Extra virgin olive oil is the best grade of olive oil and its acidity doesn’t exceed the 0.8%. Its taste and quality are superior. 80% of Greece’s olive oil production is extra virgin, Italy’s 45% and Spain’s 30%.
The biggest olive oil producers in the world are Spain, Italy and Greece.
The different names of olive oils indicate that the processing and quality has undergone some changes. The extra virgin olive oil is the best quality and during its extraction process, no heat or chemicals have been used. Poly-phenols and antioxidants are in high levels and very beneficial to health.
The first cold press, means the olives were crashed once and no heat was used.
Many times unscrupulous producers sell olive oil mixed with other oil and sell as extra virgin olive oil, as long as the acidity standards meet. The health benefits though are not there.
The adulteration of olive oil is very serious. It is believed that in Spain in 1981, over 600 people died from consuming rapeseed oil, mixed with aniline, an industrial lubricant and was sold as olive oil in street markets.
This outbreak is called “the olive oil syndrome” and is a challenging and complicated disease. About 20,000 survivors have to live with it, ever since.
In Italy and Spain are allegations that the regulations are very corrupt. Because adulterated olive oil and sometimes colza oil, a Swedish turnip, are sold as olive oil.
Olive oil fraud became so bad, that the Italian government stepped in and made a mandatory law in 2007, for companies selling olive oil, to declare the origin it was produced, on every bottle, also the oils used for blended oils.
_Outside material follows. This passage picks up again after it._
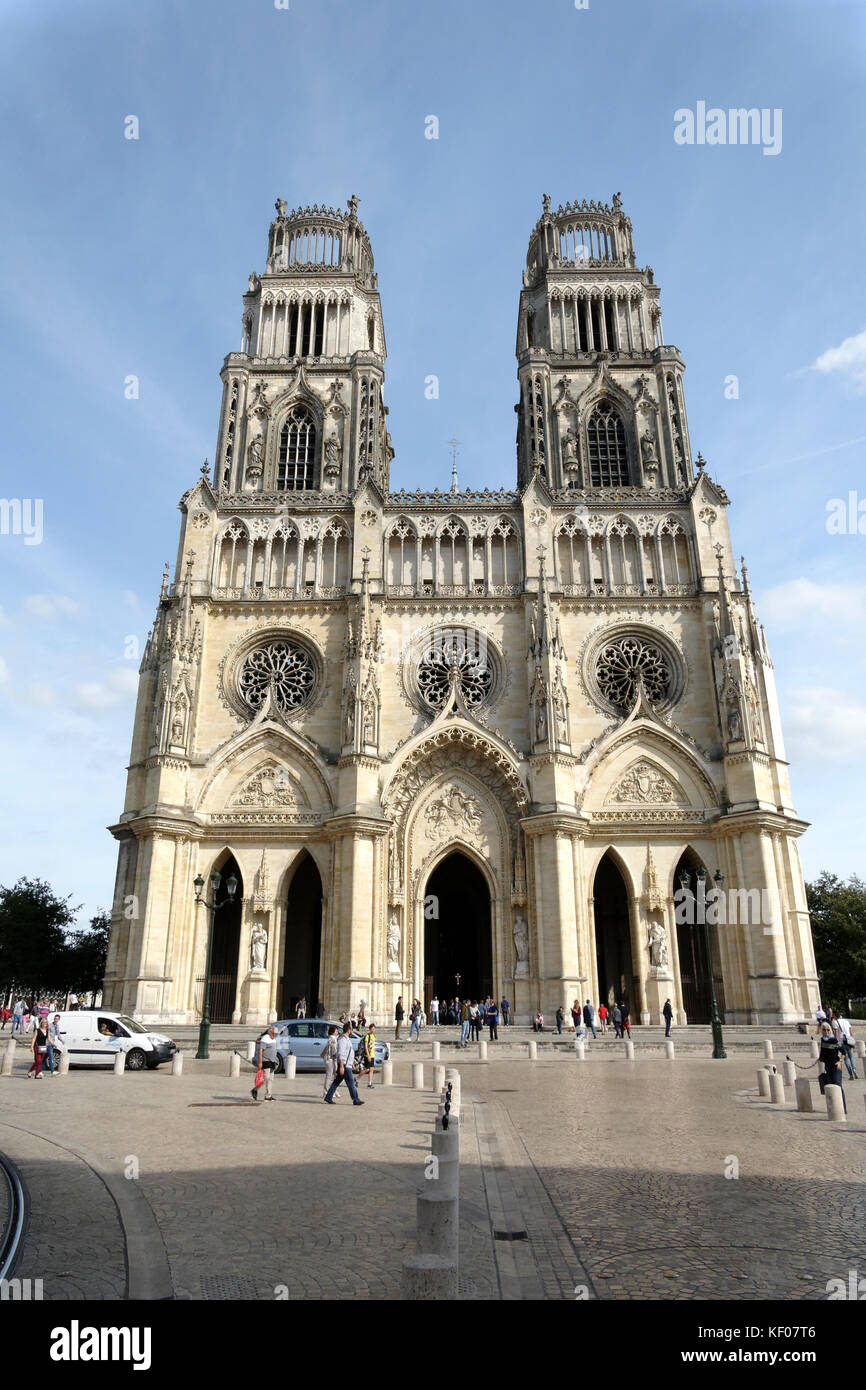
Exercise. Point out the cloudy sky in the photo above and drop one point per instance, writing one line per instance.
(129, 257)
The EU change the law and under the new law, olive oil can be sold as Italian, if it contains a small part of Italian olive oil.
In March 2008 an operation conducted by Italian Police called “Operation Golden Oil,” arrested 25 people and confiscated over 80 farms for a scheme to label oils from other countries, as Italian olive oils. The same year 40 people were arrested and 7 olive oil plants were impounded, because they were adding chlorophyll to sunflower and soybean oil and selling it as extra virgin olive oil.
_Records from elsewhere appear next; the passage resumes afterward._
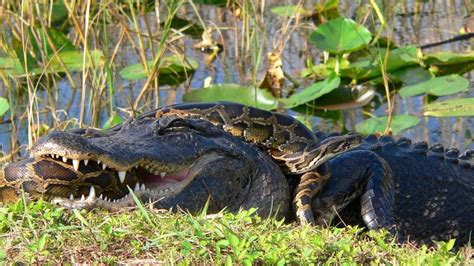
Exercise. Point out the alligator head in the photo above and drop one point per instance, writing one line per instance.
(170, 161)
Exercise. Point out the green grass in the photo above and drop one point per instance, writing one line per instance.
(38, 232)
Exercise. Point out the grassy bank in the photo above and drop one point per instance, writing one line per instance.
(41, 233)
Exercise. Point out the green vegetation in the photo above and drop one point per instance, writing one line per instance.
(66, 64)
(41, 233)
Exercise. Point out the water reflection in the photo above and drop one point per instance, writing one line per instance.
(410, 22)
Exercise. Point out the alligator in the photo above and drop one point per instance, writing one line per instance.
(233, 156)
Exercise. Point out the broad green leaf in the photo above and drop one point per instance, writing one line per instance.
(345, 97)
(232, 92)
(11, 66)
(186, 27)
(446, 58)
(440, 86)
(340, 35)
(444, 63)
(113, 120)
(379, 124)
(369, 66)
(4, 106)
(452, 107)
(172, 70)
(58, 39)
(312, 92)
On March 2011 the procecutor’s office, along with the forestry department, indicted 3 people working for the Spanish company Grupo, for being involved in food fraud.
In February 2012 another International olive oil scandal arise, where avocado and sunflower and other low cost oils, were released by Spanish authorities as olive oil. The oils were blended in an industrial biodiesel plant and adulterated to hide their true origin.
Consumer BE AWARE of unscrupulous, greedy producers and don’t allow them to fool you with their bad oil. DEMAND the best quality of extra virgin olive oil. For your health!